Total amount: € 0,00
HOW TO ORDER
THE JOURNAL OF CARDIOVASCULAR SURGERY
A Journal on Cardiac, Vascular and Thoracic Surgery
Indexed/Abstracted in: BIOSIS Previews, Current Contents/Clinical Medicine, EMBASE, PubMed/MEDLINE, Science Citation Index Expanded (SciSearch), Scopus
Impact Factor 1,632
ORIGINAL ARTICLES CARDIAC SECTION
The Journal of Cardiovascular Surgery 2013 April;54(2):305-12
Mitral valve repair for the treatment of degenerative mitral valve disease with or without prosthetic ring annuloplasty: long-term outcomes
Nardi P., Pellegrino A., Olevano C., Scafuri A., Lio A., Polisca P., Chiariello L. ✉
Cardiac Surgery Unit, Policlinico Tor Vergata, Tor Vergata University of Rome, Rome, Italy
Aim: Aim of the study was to evaluate late outcomes of mitral valve repair with and without the use of prosthetic ring annuloplasty and standardized techniques for the treatment of degenerative mitral regurgitation (MR).

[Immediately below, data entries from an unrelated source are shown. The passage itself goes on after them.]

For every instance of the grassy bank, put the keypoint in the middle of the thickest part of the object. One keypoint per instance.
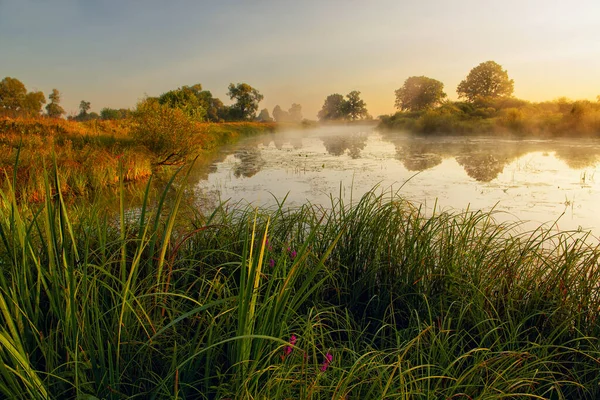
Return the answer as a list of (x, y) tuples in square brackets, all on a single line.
[(367, 301), (87, 154), (559, 118)]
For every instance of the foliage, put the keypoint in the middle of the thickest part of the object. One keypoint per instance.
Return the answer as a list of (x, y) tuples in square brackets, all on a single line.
[(14, 99), (354, 107), (332, 109), (419, 93), (264, 116), (53, 108), (295, 112), (487, 80), (246, 101), (112, 113), (167, 132), (368, 301)]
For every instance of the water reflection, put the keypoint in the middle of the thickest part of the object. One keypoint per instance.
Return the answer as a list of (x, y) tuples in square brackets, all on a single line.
[(531, 179), (337, 145)]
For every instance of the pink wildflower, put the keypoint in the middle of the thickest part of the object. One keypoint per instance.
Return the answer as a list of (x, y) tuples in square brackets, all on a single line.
[(326, 362)]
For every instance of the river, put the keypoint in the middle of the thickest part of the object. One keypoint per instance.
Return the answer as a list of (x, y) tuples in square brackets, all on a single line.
[(550, 182)]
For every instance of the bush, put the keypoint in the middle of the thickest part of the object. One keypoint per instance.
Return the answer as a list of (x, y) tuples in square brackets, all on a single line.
[(167, 132)]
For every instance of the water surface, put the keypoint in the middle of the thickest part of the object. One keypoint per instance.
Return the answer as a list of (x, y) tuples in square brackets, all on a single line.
[(541, 181)]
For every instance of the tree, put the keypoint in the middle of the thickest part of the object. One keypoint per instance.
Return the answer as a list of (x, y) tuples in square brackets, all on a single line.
[(84, 107), (167, 132), (354, 108), (332, 108), (295, 112), (487, 80), (247, 99), (279, 115), (33, 103), (12, 94), (419, 93), (264, 116), (54, 109)]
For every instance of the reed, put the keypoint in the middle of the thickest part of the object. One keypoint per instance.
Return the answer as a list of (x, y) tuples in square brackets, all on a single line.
[(368, 300)]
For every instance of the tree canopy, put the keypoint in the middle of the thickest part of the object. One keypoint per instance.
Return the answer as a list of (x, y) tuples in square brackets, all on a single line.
[(247, 99), (487, 80), (332, 108), (354, 107), (419, 93), (53, 108), (15, 100)]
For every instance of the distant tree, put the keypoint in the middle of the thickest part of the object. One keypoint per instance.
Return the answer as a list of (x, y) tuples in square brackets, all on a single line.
[(280, 115), (12, 94), (167, 132), (190, 99), (264, 116), (332, 108), (84, 107), (33, 102), (112, 113), (419, 93), (247, 99), (53, 108), (354, 107), (487, 80), (295, 112)]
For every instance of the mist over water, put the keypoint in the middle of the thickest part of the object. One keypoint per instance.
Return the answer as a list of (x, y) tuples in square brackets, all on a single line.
[(540, 181)]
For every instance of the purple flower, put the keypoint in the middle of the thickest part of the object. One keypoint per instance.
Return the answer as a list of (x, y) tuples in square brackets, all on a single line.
[(288, 349), (326, 362)]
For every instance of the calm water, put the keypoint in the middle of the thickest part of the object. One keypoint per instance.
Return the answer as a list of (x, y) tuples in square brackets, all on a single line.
[(540, 181)]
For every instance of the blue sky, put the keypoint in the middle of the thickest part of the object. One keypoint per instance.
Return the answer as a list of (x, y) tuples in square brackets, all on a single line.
[(112, 53)]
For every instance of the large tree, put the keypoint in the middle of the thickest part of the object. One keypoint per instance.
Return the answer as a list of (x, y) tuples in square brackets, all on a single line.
[(33, 102), (295, 112), (53, 108), (419, 93), (246, 100), (487, 80), (354, 107), (12, 94), (332, 108)]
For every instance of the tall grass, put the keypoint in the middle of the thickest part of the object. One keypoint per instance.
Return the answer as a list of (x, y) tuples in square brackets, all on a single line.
[(368, 301)]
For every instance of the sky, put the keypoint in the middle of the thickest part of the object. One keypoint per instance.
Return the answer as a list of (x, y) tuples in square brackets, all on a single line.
[(113, 53)]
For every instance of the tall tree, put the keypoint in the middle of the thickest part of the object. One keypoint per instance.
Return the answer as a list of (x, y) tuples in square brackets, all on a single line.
[(419, 93), (12, 94), (264, 116), (33, 103), (332, 108), (487, 80), (354, 107), (53, 108), (247, 99), (84, 107), (295, 112), (279, 115)]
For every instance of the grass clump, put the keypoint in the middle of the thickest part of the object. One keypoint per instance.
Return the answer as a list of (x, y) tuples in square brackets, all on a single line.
[(370, 300)]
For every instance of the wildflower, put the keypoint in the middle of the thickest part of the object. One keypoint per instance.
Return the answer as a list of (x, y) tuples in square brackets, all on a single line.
[(288, 349), (326, 362)]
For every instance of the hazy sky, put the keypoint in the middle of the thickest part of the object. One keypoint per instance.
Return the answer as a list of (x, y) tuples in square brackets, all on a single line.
[(112, 53)]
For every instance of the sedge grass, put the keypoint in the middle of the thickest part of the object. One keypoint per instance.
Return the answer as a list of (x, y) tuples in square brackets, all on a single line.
[(407, 306)]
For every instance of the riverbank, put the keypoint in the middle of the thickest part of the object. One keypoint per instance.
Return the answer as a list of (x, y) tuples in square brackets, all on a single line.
[(370, 301), (91, 155), (510, 116)]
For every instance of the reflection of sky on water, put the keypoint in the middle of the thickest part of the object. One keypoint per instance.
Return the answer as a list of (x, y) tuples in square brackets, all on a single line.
[(527, 180)]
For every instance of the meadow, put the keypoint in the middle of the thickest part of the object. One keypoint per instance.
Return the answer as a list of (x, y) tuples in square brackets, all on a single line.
[(365, 301)]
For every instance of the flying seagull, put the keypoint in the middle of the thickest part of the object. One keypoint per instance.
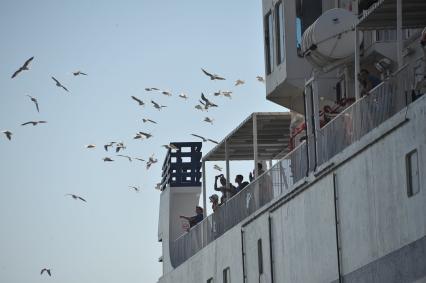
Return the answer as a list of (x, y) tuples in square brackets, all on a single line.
[(33, 99), (125, 156), (183, 95), (239, 82), (23, 67), (208, 120), (148, 120), (135, 188), (8, 134), (141, 103), (34, 123), (77, 73), (217, 167), (108, 145), (199, 107), (207, 103), (151, 161), (76, 197), (212, 76), (119, 146), (170, 146), (151, 89), (156, 105), (46, 269), (58, 84), (260, 79)]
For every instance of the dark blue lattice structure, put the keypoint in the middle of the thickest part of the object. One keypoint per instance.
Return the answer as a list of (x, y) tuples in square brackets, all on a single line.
[(182, 168)]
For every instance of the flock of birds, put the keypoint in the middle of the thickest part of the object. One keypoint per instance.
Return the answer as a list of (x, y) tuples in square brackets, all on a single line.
[(203, 105)]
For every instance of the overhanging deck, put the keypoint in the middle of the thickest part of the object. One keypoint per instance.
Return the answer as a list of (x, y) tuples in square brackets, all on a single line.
[(272, 130)]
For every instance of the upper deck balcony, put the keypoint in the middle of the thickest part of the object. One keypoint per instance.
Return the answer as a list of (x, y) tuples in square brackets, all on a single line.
[(290, 172)]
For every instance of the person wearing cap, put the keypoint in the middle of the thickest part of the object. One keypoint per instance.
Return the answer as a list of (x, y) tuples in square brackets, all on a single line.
[(194, 220), (214, 199)]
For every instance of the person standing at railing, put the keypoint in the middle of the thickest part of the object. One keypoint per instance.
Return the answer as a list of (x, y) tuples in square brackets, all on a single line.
[(197, 218)]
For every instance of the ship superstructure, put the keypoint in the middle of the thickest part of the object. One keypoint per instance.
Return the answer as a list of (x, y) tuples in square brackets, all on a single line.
[(343, 199)]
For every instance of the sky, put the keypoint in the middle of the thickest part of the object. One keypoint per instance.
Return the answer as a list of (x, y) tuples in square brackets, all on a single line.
[(124, 47)]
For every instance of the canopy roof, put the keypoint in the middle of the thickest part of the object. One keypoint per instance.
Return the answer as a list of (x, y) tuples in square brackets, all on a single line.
[(382, 15), (273, 134)]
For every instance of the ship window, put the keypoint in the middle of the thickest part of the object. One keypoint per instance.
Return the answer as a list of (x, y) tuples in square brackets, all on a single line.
[(412, 169), (227, 275), (279, 31), (269, 47), (260, 256)]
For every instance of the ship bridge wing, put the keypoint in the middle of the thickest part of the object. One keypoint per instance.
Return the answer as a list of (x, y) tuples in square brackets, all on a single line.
[(382, 15), (273, 133)]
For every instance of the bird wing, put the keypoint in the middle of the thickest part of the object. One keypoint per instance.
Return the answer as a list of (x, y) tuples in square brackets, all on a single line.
[(137, 99), (16, 73), (203, 138), (56, 81), (27, 63), (207, 73), (213, 141)]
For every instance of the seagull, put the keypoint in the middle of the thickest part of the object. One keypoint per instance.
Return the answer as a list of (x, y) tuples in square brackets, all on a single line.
[(8, 134), (76, 197), (119, 146), (165, 92), (198, 136), (77, 73), (217, 167), (108, 145), (125, 156), (208, 120), (142, 135), (23, 67), (260, 79), (151, 161), (58, 84), (148, 120), (47, 269), (151, 89), (207, 103), (141, 103), (34, 123), (156, 105), (170, 146), (183, 95), (135, 188), (212, 76), (239, 82), (199, 107), (33, 99)]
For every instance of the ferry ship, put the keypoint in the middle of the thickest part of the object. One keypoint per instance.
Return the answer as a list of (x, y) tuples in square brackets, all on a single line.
[(343, 197)]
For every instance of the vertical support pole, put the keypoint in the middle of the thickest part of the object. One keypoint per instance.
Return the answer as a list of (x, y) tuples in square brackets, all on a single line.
[(203, 164), (227, 166), (255, 152), (357, 65), (399, 33)]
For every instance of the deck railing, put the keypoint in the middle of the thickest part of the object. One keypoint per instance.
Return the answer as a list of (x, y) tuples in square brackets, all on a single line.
[(345, 129)]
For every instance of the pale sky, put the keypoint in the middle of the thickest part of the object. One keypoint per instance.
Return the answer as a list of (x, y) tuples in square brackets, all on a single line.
[(123, 46)]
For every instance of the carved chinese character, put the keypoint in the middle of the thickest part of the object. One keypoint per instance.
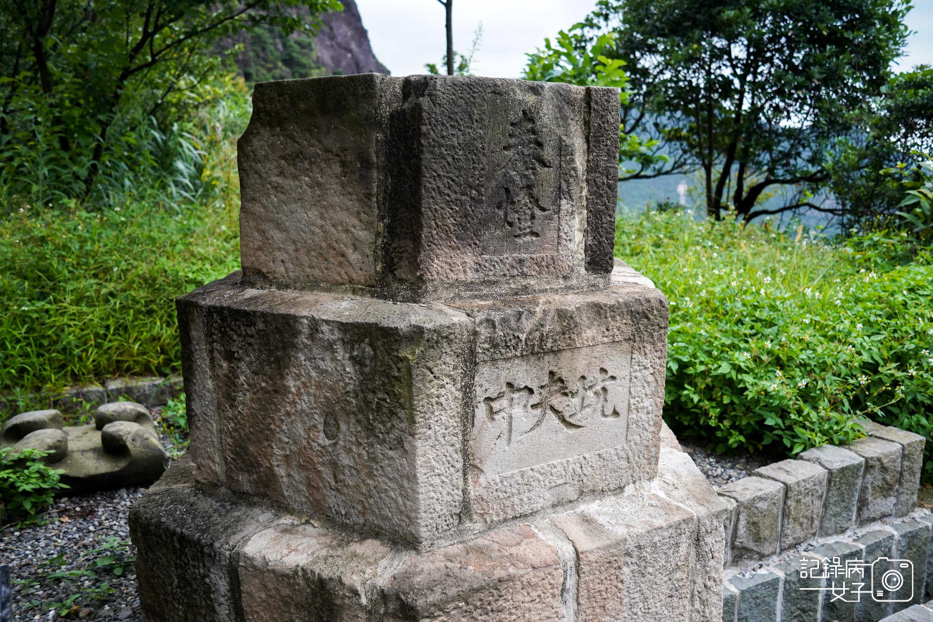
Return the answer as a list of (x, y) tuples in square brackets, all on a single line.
[(506, 405), (597, 397)]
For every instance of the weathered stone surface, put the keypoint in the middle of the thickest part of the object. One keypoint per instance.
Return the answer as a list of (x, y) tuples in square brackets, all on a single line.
[(927, 518), (150, 392), (568, 397), (122, 411), (728, 527), (878, 495), (683, 483), (122, 454), (758, 596), (913, 541), (505, 574), (911, 462), (292, 571), (730, 603), (426, 179), (805, 488), (841, 609), (758, 524), (187, 543), (915, 613), (22, 424), (876, 544), (669, 439), (845, 479), (345, 408), (800, 596), (52, 440), (633, 554)]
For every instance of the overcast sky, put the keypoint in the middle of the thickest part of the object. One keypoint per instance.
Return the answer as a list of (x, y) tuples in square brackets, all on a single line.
[(406, 34)]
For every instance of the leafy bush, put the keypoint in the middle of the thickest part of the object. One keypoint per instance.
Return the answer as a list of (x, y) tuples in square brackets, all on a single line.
[(26, 483), (780, 342), (175, 424), (91, 295)]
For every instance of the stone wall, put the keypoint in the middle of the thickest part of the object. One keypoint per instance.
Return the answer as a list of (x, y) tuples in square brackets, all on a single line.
[(824, 492)]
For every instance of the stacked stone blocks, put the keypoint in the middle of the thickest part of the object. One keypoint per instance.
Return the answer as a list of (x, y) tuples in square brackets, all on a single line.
[(824, 492), (430, 394)]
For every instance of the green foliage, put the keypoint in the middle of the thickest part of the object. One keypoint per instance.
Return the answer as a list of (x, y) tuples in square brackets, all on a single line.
[(89, 295), (84, 86), (577, 58), (114, 557), (779, 343), (920, 217), (751, 93), (27, 485), (175, 424), (869, 165)]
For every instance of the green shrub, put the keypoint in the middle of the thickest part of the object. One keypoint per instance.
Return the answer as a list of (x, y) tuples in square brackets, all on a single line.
[(27, 484), (780, 342), (175, 424)]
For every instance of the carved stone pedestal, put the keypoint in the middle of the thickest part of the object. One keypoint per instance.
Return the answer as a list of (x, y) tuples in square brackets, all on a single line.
[(428, 396)]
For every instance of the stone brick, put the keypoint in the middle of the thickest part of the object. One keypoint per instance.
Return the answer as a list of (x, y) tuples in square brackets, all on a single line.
[(758, 523), (877, 544), (343, 408), (568, 397), (633, 554), (682, 482), (915, 613), (758, 596), (927, 518), (732, 516), (426, 180), (911, 463), (913, 541), (841, 610), (187, 543), (845, 479), (805, 489), (800, 596), (878, 495), (730, 602)]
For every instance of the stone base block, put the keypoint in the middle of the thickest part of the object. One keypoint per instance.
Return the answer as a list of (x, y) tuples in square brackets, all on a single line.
[(423, 423), (655, 554)]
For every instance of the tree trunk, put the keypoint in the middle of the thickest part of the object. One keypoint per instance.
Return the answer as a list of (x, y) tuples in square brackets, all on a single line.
[(449, 8)]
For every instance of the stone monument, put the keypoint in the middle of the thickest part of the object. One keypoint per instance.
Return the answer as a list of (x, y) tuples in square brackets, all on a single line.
[(428, 395)]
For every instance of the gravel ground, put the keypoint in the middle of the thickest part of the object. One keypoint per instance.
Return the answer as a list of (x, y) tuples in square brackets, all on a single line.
[(48, 560), (75, 562), (722, 470)]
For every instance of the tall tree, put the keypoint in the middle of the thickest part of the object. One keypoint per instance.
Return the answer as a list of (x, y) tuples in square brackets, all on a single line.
[(754, 91), (84, 72)]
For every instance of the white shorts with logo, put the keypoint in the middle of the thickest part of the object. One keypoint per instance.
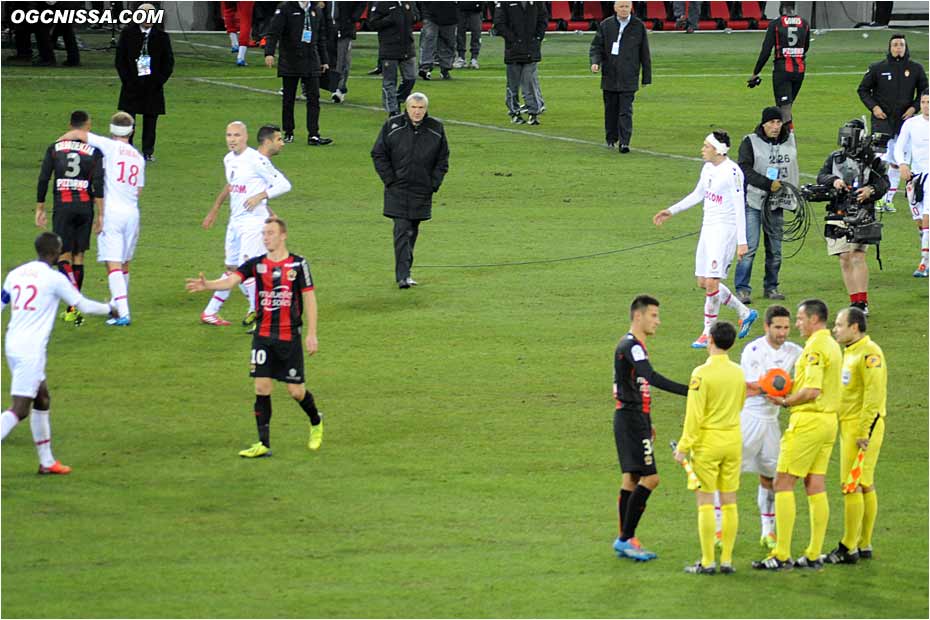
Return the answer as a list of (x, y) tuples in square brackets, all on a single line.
[(116, 243), (716, 248), (761, 442), (244, 240), (919, 210), (26, 374)]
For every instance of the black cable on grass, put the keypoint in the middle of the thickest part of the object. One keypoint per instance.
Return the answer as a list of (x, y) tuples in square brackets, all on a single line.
[(563, 259)]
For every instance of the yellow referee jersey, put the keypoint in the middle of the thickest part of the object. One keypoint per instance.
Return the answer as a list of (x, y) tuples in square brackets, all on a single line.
[(865, 384), (820, 366), (715, 397)]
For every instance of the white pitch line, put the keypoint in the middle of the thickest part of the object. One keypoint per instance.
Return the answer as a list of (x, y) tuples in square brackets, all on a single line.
[(452, 121)]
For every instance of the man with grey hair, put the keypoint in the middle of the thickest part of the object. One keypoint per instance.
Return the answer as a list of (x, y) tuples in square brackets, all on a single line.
[(411, 156)]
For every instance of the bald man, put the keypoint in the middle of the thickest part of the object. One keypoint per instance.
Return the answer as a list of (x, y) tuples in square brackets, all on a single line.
[(251, 180)]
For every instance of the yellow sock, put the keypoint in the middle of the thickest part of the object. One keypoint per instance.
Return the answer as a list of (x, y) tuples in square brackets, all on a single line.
[(707, 529), (785, 512), (729, 526), (869, 512), (820, 517), (852, 520)]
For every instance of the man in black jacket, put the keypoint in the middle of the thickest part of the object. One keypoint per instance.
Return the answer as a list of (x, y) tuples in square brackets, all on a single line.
[(300, 28), (393, 21), (437, 38), (411, 156), (891, 90), (523, 26), (619, 50), (144, 61)]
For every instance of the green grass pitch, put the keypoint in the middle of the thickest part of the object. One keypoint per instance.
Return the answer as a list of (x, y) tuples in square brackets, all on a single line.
[(468, 468)]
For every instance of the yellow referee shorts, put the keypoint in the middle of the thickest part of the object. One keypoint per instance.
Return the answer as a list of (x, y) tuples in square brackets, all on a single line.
[(716, 459), (849, 450), (807, 443)]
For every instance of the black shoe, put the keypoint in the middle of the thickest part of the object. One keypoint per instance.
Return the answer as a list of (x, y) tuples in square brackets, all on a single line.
[(772, 563), (698, 569), (806, 562), (841, 555)]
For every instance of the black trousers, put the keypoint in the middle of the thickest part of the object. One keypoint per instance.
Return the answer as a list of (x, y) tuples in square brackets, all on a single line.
[(405, 238), (618, 116), (312, 92), (149, 123)]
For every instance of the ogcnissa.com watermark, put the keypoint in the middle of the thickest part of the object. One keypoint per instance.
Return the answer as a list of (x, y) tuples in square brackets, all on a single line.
[(87, 16)]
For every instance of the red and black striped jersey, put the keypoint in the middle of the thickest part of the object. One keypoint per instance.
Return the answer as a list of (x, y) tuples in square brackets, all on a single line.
[(78, 169), (789, 37), (279, 286)]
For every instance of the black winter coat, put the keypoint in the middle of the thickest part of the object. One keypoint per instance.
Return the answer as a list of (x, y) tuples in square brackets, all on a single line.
[(143, 95), (894, 84), (298, 59), (412, 162), (523, 30), (620, 73), (394, 23)]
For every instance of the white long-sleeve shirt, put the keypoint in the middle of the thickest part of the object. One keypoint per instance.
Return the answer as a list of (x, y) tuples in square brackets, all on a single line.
[(250, 173), (721, 189), (913, 144)]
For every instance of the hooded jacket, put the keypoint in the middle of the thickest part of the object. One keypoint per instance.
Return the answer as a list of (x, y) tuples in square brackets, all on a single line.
[(894, 84)]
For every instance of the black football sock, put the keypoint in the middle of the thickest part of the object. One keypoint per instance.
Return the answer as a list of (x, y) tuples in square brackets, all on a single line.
[(263, 419), (309, 407), (78, 275), (622, 502), (635, 506)]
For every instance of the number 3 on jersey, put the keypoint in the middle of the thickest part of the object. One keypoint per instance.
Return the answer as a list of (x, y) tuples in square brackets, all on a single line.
[(133, 177)]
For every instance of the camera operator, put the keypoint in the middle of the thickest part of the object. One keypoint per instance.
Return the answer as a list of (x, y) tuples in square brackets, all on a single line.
[(858, 178)]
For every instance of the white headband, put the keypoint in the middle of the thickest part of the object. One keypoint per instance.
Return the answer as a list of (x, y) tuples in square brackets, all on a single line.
[(719, 146), (120, 130)]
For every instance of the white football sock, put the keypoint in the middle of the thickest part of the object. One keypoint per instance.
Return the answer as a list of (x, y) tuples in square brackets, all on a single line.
[(729, 299), (711, 310), (119, 293), (42, 436), (8, 422), (248, 289), (218, 299), (924, 246), (765, 498)]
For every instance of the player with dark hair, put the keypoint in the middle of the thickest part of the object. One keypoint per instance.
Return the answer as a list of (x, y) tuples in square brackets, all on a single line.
[(808, 441), (711, 435), (285, 294), (78, 170), (862, 427), (633, 430), (789, 37), (721, 188)]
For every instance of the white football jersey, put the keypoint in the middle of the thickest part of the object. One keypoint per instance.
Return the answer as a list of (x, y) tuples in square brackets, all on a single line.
[(250, 173), (758, 358), (124, 173), (33, 291), (913, 144), (721, 189)]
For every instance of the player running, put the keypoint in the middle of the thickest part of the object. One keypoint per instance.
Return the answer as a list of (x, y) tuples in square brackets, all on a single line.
[(33, 291), (285, 292), (251, 180), (78, 170), (723, 230)]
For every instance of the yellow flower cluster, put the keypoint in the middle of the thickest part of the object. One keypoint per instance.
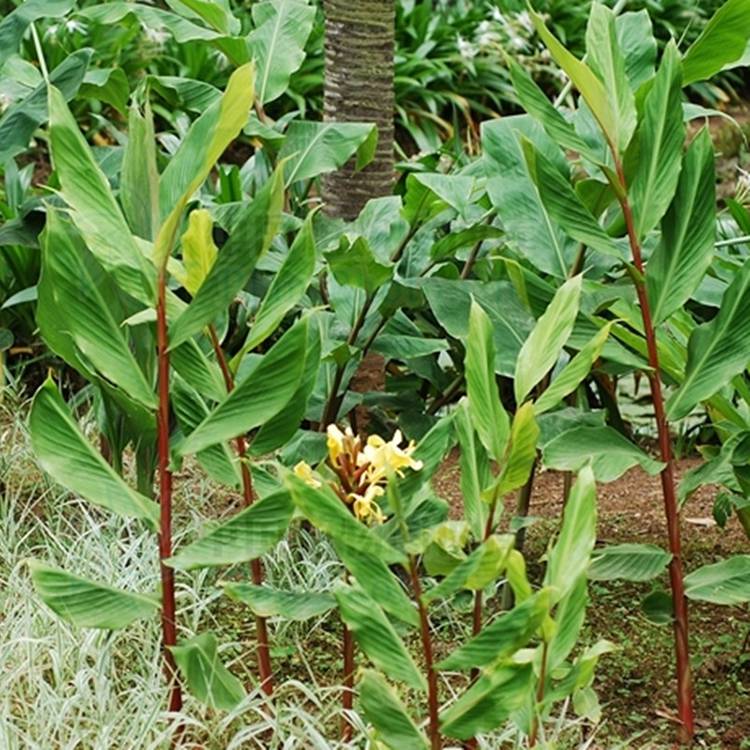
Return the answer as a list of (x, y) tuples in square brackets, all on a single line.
[(362, 469)]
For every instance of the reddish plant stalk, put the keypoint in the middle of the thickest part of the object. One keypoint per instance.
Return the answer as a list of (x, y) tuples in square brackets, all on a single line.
[(347, 701), (432, 683), (682, 652), (168, 623), (256, 569)]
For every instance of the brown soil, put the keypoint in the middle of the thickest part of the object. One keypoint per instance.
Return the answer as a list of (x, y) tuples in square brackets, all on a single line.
[(635, 684)]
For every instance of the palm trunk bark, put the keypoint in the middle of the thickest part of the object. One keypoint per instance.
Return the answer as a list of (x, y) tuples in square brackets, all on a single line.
[(359, 48)]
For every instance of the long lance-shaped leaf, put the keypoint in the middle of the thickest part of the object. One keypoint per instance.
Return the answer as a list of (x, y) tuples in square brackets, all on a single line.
[(278, 43), (478, 570), (250, 239), (610, 452), (564, 205), (573, 373), (628, 562), (328, 513), (686, 250), (205, 676), (88, 604), (26, 114), (83, 312), (204, 143), (261, 395), (542, 348), (489, 702), (94, 209), (66, 455), (377, 637), (521, 454), (584, 79), (661, 137), (536, 103), (726, 582), (280, 429), (489, 416), (722, 42), (377, 579), (385, 711), (245, 536), (291, 605), (605, 58), (503, 636), (718, 350), (286, 290), (571, 554)]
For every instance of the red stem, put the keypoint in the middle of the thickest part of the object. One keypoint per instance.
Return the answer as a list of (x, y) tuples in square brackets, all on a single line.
[(432, 684), (347, 701), (256, 569), (168, 623), (684, 680)]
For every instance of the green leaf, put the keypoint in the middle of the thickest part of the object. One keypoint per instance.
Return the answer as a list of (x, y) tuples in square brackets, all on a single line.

Methods: Three hundred and five patients (mean age 62±12 years) underwent mitral valve repair between January 1992 and February 2010 for degenerative MR. In the last five years, all repair techniques were performed routinely using prosthetic ring annuloplasty, with or without quadrangular or triangular resection of posterior leaflet and/or edge-to-edge technique. Mean follow-up (99% complete) was 78±46 (2-220) months.
Results: Operative mortality was 0.9% (3/305), 15-year actuarial survival 82%±4%. At 15 years freedom from cardiac death was 89%±3.7%, from reoperation 84%±5.8%, from endocarditis 100%. Independent predictors of all-causes mortality were advanced age at operation (P=0.0006) and mitral valve repair without reductive prosthetic annuloplasty (P=0.0019). Death for cardiac causes was significantly higher when reductive annuloplasty was performed without the use of prosthetic ring (P<0.01). Late progression to moderate or severe MR was observed in 23/299 patients (7.7%). Independent predictors of progression to moderate or severe MR was annuloplasty without the use of prosthetic ring (P=0.0053) and postoperative residual mild MR (P=0.0014). Reoperation was required in 13/299 patients (4.4%). At 10 years freedom from moderate or severe MR was 86%±6% and 92%±4% in patients with postoperative absent or trivial residual MR, respectively, as compared to 38%±15% in those with postoperative residual mild MR (P<0.0001), freedom from reoperation 94%±4% and 90%±14% vs. 56%±16% (P<0.0001).
Conclusion: Prosthetic annuloplasty in association with standardized techniques confers over 10 years survival advantage and better durability.